Quand un.e bénéficiaire du RI travaille, ses revenus professionnels ne sont pas entièrement décomptés du montant du RI.
Il ou elle garde pendant trois ans maximum, un « bénéfice » de 291 € par mois.
De nouvelles mesures sont d’application à partir du 1er janvier 2023 (globalement positives même si elles ne rencontrent que très partiellement nos revendications de longue date).
Une circulaire les explique avec moult détails et calculs (1).
De nombreux exemples sont donnés, qui tous ne comportent que des données objectives (Mr A. commence à travailler le 16/12 ; Mme B. perçoit un salaire de 560 € ; Mr C. travaille en intérim du 12 au 30/01…)
Sauf un :
« Madame Q. ne travaille pas et vit seule avec ses 2 enfants.

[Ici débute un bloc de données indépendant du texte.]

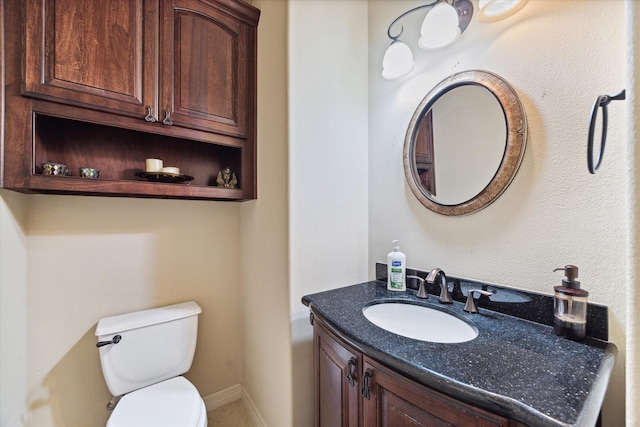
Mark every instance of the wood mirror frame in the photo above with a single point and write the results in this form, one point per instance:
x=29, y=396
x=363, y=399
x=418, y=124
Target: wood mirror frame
x=516, y=137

Elle a bénéficié d’un revenu d’intégration en janvier et en février mais celui-ci lui a été retiré dès le 1er mars pour non-respect de la condition de disposition au travail. Madame Q. trouve finalement la motivation de réaliser ses recherches d’emploi et commence à travailler à temps partiel dans le cadre d’un contrat à durée indéterminée à partir du 23 mars. »
Mme Q. a donc « trouvé finalement la motivation » de fournir des recherches d’emploi parce que le CPAS lui a retiré tout revenu, alors qu’elle a deux enfants à charge. Et, oh miracle ! En 23 jours de “recherche d’emploi” que son absence de revenus l’a “motivée” à enfin réaliser, elle en a trouvé !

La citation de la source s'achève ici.